Autumn has come (photographically speaking) in central Europe, and we could not wait to see the first fall colours inundating the slopes of the Alps. A few days ago we visited the area of Saas Valley, in Valais, and the still green larches from the valley bottom have already turned to gold at higher altitudes. We spent a night up there in what seemed to be the last "decent" temperatures of the season and experienced a great sunset, star-filled night and wonderful sunrise. Although the panoramic images are still in the lab, I decided to post one of the digital captures we took there.
To the tell you the truth, this images is quite unconventional, taking into account nice autumn colours scream for colour images normally. However, there are some times you really know black and white will enhance the message and visual impact of the image...and this was one of those cases.
When talking about composition to my students, i have always hated to talk about "rules". For me, there are no real rules of compositions. As Eliot Porter said, "thinking about rules of composition when taking an image is like consulting the laws of gravity before going for a walk. If you really twist my arm asking for "rules", I would tell you: Simplify, and make the abstraction of the subject matter into its visual building blocks...This later part means: instead of looking at a certain part of the landscape and seeing "trees", "rocks", "water", "clouds" and "mountains", you should see tones, colours, lines, shapes, balance between elements, visual tension, repetitions, visual echos, textures, patterns,...It is only in this way that you will become a visual artist, and not a simple snapshooter. If you want images than transcend the simple denotations, you need much more than a nice subject and a great light. You need to take your responsibility as photographer, and do that so important part of the job which consists in putting a frame around a little piece of reality to show it to others, in a way it conveys the message you want to be conveyed. And to do this, you need to stop thinking in terms of "subjects depicted" or "tags" and start thinking in terms of visual components for your image.

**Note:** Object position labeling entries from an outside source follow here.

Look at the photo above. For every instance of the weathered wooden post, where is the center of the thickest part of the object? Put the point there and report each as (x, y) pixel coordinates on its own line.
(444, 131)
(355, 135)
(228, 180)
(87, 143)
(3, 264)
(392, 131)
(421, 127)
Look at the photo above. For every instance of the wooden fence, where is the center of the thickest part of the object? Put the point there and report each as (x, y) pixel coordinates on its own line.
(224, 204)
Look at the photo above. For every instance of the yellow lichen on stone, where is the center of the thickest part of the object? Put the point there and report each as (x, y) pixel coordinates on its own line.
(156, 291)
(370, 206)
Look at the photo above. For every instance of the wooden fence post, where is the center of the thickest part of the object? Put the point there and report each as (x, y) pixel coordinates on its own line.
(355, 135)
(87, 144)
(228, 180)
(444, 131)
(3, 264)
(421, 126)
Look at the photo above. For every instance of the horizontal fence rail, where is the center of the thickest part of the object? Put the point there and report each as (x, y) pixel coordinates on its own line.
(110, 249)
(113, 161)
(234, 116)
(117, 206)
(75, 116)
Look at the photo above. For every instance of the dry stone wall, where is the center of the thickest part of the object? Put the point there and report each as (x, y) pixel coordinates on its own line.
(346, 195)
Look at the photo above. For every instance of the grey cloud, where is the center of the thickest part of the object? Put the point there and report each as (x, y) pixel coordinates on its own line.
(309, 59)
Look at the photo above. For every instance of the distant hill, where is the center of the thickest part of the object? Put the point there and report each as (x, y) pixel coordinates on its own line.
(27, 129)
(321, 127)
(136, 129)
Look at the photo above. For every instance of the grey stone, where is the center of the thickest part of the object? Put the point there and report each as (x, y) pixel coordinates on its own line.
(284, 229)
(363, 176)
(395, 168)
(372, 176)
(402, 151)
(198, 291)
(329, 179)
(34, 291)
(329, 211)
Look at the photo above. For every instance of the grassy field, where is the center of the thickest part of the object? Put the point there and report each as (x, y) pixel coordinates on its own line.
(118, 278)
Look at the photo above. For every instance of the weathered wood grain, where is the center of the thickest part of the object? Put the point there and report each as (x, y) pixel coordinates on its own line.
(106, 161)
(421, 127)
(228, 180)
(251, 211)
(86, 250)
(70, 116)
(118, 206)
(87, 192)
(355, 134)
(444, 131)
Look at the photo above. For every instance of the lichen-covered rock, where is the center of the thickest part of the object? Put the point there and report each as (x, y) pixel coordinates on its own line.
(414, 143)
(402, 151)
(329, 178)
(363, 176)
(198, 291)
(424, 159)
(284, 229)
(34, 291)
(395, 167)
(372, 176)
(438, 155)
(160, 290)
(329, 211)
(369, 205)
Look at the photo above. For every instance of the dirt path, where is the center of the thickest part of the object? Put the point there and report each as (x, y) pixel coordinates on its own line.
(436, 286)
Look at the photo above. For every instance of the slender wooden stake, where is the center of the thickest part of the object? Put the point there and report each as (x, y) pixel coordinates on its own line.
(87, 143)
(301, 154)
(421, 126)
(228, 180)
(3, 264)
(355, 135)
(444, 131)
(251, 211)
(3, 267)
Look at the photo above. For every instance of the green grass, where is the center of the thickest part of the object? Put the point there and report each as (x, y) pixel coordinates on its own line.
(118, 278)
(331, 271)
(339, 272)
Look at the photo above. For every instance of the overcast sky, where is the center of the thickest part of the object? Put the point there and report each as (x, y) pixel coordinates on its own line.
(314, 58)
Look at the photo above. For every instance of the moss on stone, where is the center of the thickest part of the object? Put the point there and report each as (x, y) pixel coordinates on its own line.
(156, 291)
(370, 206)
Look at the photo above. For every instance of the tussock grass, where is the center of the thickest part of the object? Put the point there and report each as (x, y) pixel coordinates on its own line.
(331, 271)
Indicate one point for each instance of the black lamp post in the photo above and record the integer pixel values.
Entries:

If you take a look at this image, the real message is the drama of the alpine world, a dynamic image showing what anyone might feel when in the mountains. This message is conveyed by means of that channel of expression which is completely linked to the depicted subject matter. In this case, the fury of the elements (the water raging down the valley), the mineral raw material which created the whole thing (the rock boulders) and the majestic peaks towering over the whole, almost touching that sky with booming clouds where the back light and god beams add to the drama. If these elements depicted help transmit the message, the sole channel of the subject matter represented in the image is not enough for a really strong image. We need to use or accompany that by a second channel of expression in a coherent way: what I call the structural or formal expression of the image. This means we need to use the visual building blocks which are the base for any visual design, as words which put in a certain order convey and highlight the same message or evocative feeling we want to pass with our image content. In this example, the photograph is about dynamism, drama, intemporality, wilderness and raw natural force.
This message is conveyed by using a diagonal lines, triangular shapes (you might be able to count more than 12 different triangles here), a high overall contrast, a shutter speed which retains a strong texture in the water but shows its movement, the back lighting, the sharp angles and rugged texture of the rocks, the wide richness of tones, the depth created by the water getting diagonally into the frame and bouncing in zig zag as it enters the image, the diminishing perspective (trees becoming smaller as they get far away)...and the black and white conversion.
Black and white here does two things: it takes away an extra dose of documentary or realistic level and elevate the image to a higher level of connotations, and most of all, focuses the attention to the strong visual qualities of the composition without adding an extra layer of information which would not have added as much expression but more complexity. In a way, getting rid of the colour, you see much easier the wonderful textures, lines, shapes of the scene, and savour much slower the strong composition of the scene. In a way, with the black and white conversion I opted for strengthening the message conveyed by the visual building blocks of the image, even if I had to sacrifice the richness of the autumn colour at the level of the subject matter. It adds, therefore, a timeless quality to the image, which corresponds very well with that image of imtemporality which we associate to these rock giants. However, as in every artistic endeavour, the taste might be different and some people might prefer a colour rendition...In the end, the is no real truth, and that is the funny thing!